Energy-driven subunit rotation at the interface between subunit a and the c oligomer in the F(O) sector of Escherichia coli ATP synthase.

Subunit rotation within the F(1) catalytic sector of the ATP synthase has been well documented, identifying the synthase as the smallest known rotary motor. In the membrane-embedded F(O) sector, it is thought that proton transport occurs at a rotor/stator interface between the oligomeric ring of c subunits (rotor) and the single-copy a subunit (stator). Here we report evidence for an energy-dependent rotation at this interface. F(O)F(1) was expressed with a pair of substituted cysteines positioned to allow an intersubunit disulfide crosslink between subunit a and a c subunit [aN214C/cM65C; Jiang, W. & Fillingame, R. H. (1998) Proc. Natl. Acad. Sci. USA 95, 6607--6612]. Membranes were treated with N,N'-dicyclohexyl-[(14)C]carbodiimide to radiolabel the D61 residue on less than 20% of the c subunits. After oxidation to form an a--c crosslink, the c subunit properly aligned to crosslink to subunit a was found to contain very little (14)C label relative to other members of the c ring.
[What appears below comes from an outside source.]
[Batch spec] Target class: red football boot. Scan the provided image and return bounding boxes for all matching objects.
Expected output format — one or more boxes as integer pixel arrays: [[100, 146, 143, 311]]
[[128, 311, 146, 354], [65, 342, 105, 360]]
However, exposure to MgATP before oxidation significantly increased the radiolabel in the a-c crosslink, indicating that a different c subunit was now aligned with subunit a. This increase was not induced by exposure to MgADP/P(i). Furthermore, preincubation with MgADP and azide to inhibit F(1) or with high concentrations of N,N'-dicyclohexylcarbodiimide to label most c subunits prevented the ATP effect. These results provide evidence for an energy-dependent rotation of the c ring relative to subunit a.